Recently,Vornado Realty Trust (VNO - Free Report) announced that it has agreed to sell 49.5% interests in the 666 Fifth Avenue Office Condominium to the company’s partner — the Kushner Companies.
Notably, Vornado will continue to own the property’s retail arm — 666 Fifth Avenue Retail Condominium — which is leased to Tissot, Uniqlo and Hollister, and has 125 linear feet of frontage on Fifth Avenue at 53rd Street.
The sale contract, subject to fulfillment of customary closing conditions, is scheduled to close in third-quarter 2018. However, the completion of the transaction cannot be assured.
Kushner bought the Manhattan building in 2007, for a record price of $1.8 billion. However, as recession hit Kushner, the company eventually started selling its parts. As a result, in 2011, Vornado acquired 49.5% stake in the building for $80 million and concurrently participated in half of the building’s loan of $1.2 billion. This loan, on the 1.4 million-square-foot office tower, is due in February 2019.
Vornado will receive net proceeds of $120 million from the above-mentioned asset disposition. The company expects to realize a gain of $134 million in its financial statement and a tax gain of $244 million. Proceeds from sale of this stake will be used to pay off Vornado’s mortgage loan on the property. The company will also receive $58 million from its share in the refinanced mortgage on the property.
This deal is a strategic fit for Vornado as it will enable the company to reduce its debts and pay off near-term loans efficiently. It will also help improve the company’s financial position. In addition, the disposition aids the company to reduce asset concentration in the New York City. This bodes well as any deterioration in economy or a fall in real estate markets in the region might hurt the company’s financial performance and the value of its properties in the area.
However, Vornado’s aggressive dispositions, as part of portfolio-repositioning efforts, are expected to have a near-term dilutive impact on earnings. In fact, the company has identified another $1 billion of assets, which, it expects to sell over the next several years.

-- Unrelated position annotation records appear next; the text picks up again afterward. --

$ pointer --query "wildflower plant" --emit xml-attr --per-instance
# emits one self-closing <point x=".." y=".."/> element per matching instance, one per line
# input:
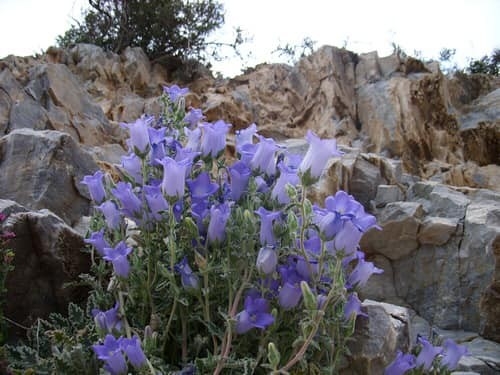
<point x="211" y="264"/>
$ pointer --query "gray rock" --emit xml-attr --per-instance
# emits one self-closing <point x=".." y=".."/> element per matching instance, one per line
<point x="377" y="338"/>
<point x="400" y="222"/>
<point x="437" y="230"/>
<point x="48" y="255"/>
<point x="388" y="194"/>
<point x="43" y="169"/>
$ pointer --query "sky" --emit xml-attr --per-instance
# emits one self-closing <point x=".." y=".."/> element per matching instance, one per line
<point x="471" y="27"/>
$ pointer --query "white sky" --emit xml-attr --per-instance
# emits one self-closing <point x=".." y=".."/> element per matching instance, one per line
<point x="472" y="27"/>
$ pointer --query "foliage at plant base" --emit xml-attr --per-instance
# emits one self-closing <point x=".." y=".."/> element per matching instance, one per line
<point x="207" y="264"/>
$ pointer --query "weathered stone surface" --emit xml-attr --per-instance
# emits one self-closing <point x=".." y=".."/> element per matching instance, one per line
<point x="43" y="169"/>
<point x="437" y="230"/>
<point x="480" y="130"/>
<point x="388" y="194"/>
<point x="69" y="107"/>
<point x="400" y="222"/>
<point x="47" y="255"/>
<point x="377" y="338"/>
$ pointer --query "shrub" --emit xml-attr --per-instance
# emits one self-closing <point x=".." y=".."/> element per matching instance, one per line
<point x="175" y="28"/>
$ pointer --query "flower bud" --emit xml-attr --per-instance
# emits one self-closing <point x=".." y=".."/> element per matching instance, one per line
<point x="309" y="298"/>
<point x="273" y="355"/>
<point x="267" y="260"/>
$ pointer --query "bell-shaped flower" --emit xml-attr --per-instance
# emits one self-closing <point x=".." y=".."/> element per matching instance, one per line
<point x="254" y="315"/>
<point x="110" y="352"/>
<point x="347" y="239"/>
<point x="245" y="136"/>
<point x="174" y="176"/>
<point x="202" y="187"/>
<point x="193" y="139"/>
<point x="267" y="219"/>
<point x="189" y="279"/>
<point x="139" y="134"/>
<point x="193" y="117"/>
<point x="175" y="92"/>
<point x="219" y="215"/>
<point x="118" y="257"/>
<point x="108" y="320"/>
<point x="361" y="273"/>
<point x="287" y="176"/>
<point x="239" y="174"/>
<point x="317" y="155"/>
<point x="401" y="364"/>
<point x="157" y="203"/>
<point x="427" y="353"/>
<point x="133" y="350"/>
<point x="131" y="204"/>
<point x="111" y="213"/>
<point x="213" y="138"/>
<point x="98" y="241"/>
<point x="267" y="259"/>
<point x="95" y="185"/>
<point x="264" y="158"/>
<point x="452" y="354"/>
<point x="290" y="293"/>
<point x="353" y="307"/>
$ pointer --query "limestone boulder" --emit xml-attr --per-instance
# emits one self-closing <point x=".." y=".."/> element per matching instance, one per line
<point x="43" y="169"/>
<point x="378" y="337"/>
<point x="68" y="106"/>
<point x="47" y="255"/>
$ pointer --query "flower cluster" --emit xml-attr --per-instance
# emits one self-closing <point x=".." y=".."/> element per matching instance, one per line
<point x="429" y="358"/>
<point x="212" y="253"/>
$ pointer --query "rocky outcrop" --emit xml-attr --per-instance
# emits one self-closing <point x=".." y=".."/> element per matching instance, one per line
<point x="43" y="169"/>
<point x="421" y="153"/>
<point x="47" y="255"/>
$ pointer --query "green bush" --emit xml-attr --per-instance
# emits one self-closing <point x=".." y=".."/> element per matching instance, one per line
<point x="161" y="28"/>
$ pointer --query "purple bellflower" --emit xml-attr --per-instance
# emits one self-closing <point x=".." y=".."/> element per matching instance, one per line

Shares of this Zacks Rank #3 (Hold) company have underperformed its industry in the past six months. The stock has declined 8.6%, while the industry incurred loss of 3.6%, during the same time frame.
Stocks Worth a Look
A few better-ranked stocks from the same space are Arbor Realty Trust (ABR - Free Report) , Lamar Advertising Company (LAMR - Free Report) and Prologis, Inc. (PLD - Free Report) . All three stocks carry a Zacks Rank of 2 (Buy). You can see the complete list of today’s Zacks #1 Rank (Strong Buy) stocks here.
Arbor Realty Trust’s Zacks Consensus Estimate for 2018 FFO per share has risen 14.4% to $1.03 in a month’s time. Its shares have returned 15.1% over the past year.
Lamar’s FFO per share estimates for the current year remained unchanged at $5.34 in the past month. Its shares have gained 5.5% in three month’s time.
Prologis’ FFO per share estimates for 2018 have inched up 0.7% to $2.98 over the past month. Its shares have appreciated 15.4% over the past year.
Note: Anything related to earnings presented in this write-up represents funds from operations (FFO) — a widely used metric to gauge the performance of REITs.